Parkinson's disease: does it all start with gut inflammation?

The PD-GUT project is concerned with the origin of Parkinson's disease (PD), in particular whether PD begins in the gut. Traditionally, PD is considered a brain-only disease, but recent observations suggest that gastrointestinal (GI) tract involvement precedes motor symptoms. This project explores the hypothesis that gut inflammation is the initial trigger for PD. Understanding the early mechanisms of PD could lead to groundbreaking diagnostic, preventive, and therapeutic strategies. As PD affects millions of people worldwide, identifying its intestinal origins may transform disease management, improve patient outcomes, and reduce the societal and economic burden. The overall goal is to unravel the role of gut inflammation as the first insult in the development of PD, with the ultimate goal of identifying novel mediators involved in immune cell contributions to neurodegeneration. The project uses interdisciplinary approaches combining neuroscience, immunology and microbiology with advanced methodologies such as human induced pluripotent stem cells, three-dimensional model systems, organ-on-a-chip and single cell analysis. In addition to its potential to transform the understanding and treatment of PD, findings from the PD-GUT project could have significant implications for the study of other enteric diseases and microbial biology. Insights into the role of the gut in PD may influence treatment strategies for several conditions associated with gut inflammation and microbiome dysbiosis, highlighting the broader relevance of this groundbreaking research.

Achievements which have been made in the PD-GUT project including the following:

- To understand how LRRK2 shapes the host environment, we used RNA sequencing on infected macrophage subpopulations to simultaneously analyze host and pathogen transcriptomes.
- We have successfully developed human-induced pluripotent stem cell (iPSC)-derived intestinal organoids (HIOs) that integrate isogenic macrophages and enteric neurons. To characterize the HIOs, we employed immunohistochemical techniques. These organoids closely mimic the cellular composition and functionality of the human intestine. Infection models in HIOs have been successfully established. These models provide a valuable tool to analyze the role of inflammation in intestinal proteinophaty.
- We developed midbrain organoids containing isogenic iPSC-derived microglia and characterized them using immunohistochemistry and scRNAseq. To improve reproducibility and promote long-term neuronal maturation and microglial integration, we implemented a bioreactor-based method to generate midbrain organoids. Results indicate increased survival of dopaminergic neurons, improved tissue morphology and integrity for long-term culture. Immunohistochemical analysis showed an increase in cells positive for mature dopaminergic markers and a decrease in apoptotic signals in bioreactor-grown organoids. We performed high-performance liquid chromatography (HPLC) measurements of neurotransmitters and single-cell RNA sequencing to compare functionality and neuroelectric activity.
- We fabricated an intestinal microchip that will allow the analysis of inflammatory responses to proteotoxic stress.

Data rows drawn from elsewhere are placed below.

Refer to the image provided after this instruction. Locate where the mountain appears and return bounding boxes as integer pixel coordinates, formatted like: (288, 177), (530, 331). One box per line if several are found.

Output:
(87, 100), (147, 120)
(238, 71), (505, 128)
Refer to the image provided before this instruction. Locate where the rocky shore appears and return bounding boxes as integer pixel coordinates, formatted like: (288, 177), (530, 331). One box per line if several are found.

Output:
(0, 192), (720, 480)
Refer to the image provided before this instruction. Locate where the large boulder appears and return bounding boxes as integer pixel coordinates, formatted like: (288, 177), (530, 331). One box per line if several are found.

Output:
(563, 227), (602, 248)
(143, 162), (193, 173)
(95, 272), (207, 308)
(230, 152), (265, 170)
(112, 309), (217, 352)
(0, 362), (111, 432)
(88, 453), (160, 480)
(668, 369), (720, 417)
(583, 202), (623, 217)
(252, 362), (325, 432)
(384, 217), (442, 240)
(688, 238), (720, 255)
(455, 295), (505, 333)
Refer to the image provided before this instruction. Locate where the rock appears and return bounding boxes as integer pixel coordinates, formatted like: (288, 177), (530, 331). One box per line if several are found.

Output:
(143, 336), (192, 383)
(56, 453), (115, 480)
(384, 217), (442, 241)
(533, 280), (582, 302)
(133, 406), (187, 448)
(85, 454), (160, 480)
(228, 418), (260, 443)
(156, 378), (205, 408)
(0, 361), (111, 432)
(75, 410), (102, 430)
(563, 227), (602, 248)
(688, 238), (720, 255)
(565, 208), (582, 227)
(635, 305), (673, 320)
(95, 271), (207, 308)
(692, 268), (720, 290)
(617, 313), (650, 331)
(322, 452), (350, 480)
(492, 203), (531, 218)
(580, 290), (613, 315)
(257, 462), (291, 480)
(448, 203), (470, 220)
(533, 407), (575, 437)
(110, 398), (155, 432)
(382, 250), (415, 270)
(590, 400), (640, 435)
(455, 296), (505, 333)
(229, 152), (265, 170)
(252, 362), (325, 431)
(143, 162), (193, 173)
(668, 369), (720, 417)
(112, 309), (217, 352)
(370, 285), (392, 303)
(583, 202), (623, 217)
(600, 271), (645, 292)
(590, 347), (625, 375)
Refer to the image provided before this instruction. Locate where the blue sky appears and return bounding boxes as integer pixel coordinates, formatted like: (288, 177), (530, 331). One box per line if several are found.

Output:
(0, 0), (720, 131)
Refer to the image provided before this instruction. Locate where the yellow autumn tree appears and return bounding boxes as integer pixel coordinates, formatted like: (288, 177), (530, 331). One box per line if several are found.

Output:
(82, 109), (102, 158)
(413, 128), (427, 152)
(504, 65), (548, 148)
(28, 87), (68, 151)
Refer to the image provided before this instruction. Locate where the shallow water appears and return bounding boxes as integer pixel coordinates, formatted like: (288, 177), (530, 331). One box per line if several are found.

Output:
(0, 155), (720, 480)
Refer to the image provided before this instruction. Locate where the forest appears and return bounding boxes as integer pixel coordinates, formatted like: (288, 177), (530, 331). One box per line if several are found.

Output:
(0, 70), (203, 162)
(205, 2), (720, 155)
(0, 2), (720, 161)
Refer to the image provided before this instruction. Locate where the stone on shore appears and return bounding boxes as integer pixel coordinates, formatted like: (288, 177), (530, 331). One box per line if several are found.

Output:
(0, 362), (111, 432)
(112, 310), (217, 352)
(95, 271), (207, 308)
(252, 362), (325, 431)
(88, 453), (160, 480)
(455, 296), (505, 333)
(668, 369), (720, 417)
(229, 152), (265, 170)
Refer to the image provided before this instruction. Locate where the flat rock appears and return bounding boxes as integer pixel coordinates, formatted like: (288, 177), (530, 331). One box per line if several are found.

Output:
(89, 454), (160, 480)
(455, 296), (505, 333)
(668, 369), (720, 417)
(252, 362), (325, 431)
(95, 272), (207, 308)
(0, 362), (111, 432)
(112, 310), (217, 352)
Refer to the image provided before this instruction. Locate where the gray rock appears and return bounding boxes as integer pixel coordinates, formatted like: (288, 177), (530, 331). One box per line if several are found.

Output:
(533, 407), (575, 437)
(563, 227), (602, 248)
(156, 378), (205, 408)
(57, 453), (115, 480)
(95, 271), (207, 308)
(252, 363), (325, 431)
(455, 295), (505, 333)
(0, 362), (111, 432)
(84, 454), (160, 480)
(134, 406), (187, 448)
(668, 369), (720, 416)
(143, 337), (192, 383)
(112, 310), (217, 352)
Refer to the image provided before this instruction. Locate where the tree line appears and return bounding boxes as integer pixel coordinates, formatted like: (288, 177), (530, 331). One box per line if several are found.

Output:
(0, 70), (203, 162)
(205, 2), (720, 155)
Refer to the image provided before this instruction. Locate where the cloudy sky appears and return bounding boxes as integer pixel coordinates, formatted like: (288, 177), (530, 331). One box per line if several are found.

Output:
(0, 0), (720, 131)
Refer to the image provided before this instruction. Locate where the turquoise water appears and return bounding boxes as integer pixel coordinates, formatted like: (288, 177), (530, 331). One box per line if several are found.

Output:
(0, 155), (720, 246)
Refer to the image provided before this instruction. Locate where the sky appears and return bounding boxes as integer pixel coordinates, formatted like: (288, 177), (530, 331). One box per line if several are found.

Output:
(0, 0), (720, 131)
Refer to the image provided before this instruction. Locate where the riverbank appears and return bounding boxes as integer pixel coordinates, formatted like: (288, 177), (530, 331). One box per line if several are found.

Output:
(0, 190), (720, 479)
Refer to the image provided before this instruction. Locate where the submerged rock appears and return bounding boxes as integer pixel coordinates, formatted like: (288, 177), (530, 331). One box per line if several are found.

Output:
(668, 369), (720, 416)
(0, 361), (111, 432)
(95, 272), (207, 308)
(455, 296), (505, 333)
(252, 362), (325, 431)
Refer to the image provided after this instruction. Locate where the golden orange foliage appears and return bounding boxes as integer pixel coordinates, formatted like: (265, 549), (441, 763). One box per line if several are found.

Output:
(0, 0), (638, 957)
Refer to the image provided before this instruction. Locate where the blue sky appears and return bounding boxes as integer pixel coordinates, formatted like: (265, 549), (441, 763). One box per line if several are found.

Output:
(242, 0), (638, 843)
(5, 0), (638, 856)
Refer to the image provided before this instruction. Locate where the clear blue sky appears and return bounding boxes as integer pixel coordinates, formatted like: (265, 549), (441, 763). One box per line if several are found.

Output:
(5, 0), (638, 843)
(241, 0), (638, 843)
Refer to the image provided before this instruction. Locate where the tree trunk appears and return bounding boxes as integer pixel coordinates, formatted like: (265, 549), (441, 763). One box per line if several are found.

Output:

One of the major milestones of the PD-GUT project was the successful development of human intestinal organoids (HIOs) using an innovative 3D mechanically active gut-on-chip platform (in an international collaboration). This cutting-edge technology represents a significant advance in our ability to accurately model the human intestinal environment. The gut-on-chip platform mimics the physiological conditions of the human gut, including peristaltic motion and fluid flow, providing a dynamic and realistic environment for the growth and function of HIOs. This development enables more precise study of the interactions between intestinal epithelial cells, the microbiome and immune cells, which are critical to understanding the early stages of PD pathogenesis associated with intestinal inflammation.

In addition to advances in gut modeling, the PD-GUT project has also pioneered a novel bioreactor-based method for generating midbrain organoids. This method greatly enhances the maturation of midbrain organoids in a three-dimensional (3D) environment that closely mimics the in vivo conditions of human brain development. The bioreactor system facilitates the efficient exchange of nutrients and waste products, promoting the growth and differentiation of stem cells into mature, functional neuronal tissue. This breakthrough allows us to study the complex interactions between the gut and the brain at a higher level of sophistication, providing critical insights into how gut-derived signals may contribute to neurodegenerative processes in Parkinson's disease.

Dissemination of our results is expected to stimulate further research and collaboration, accelerating the discovery of novel diagnostic and therapeutic strategies for PD and other related neurodegenerative diseases and inflammatory bowel diseases.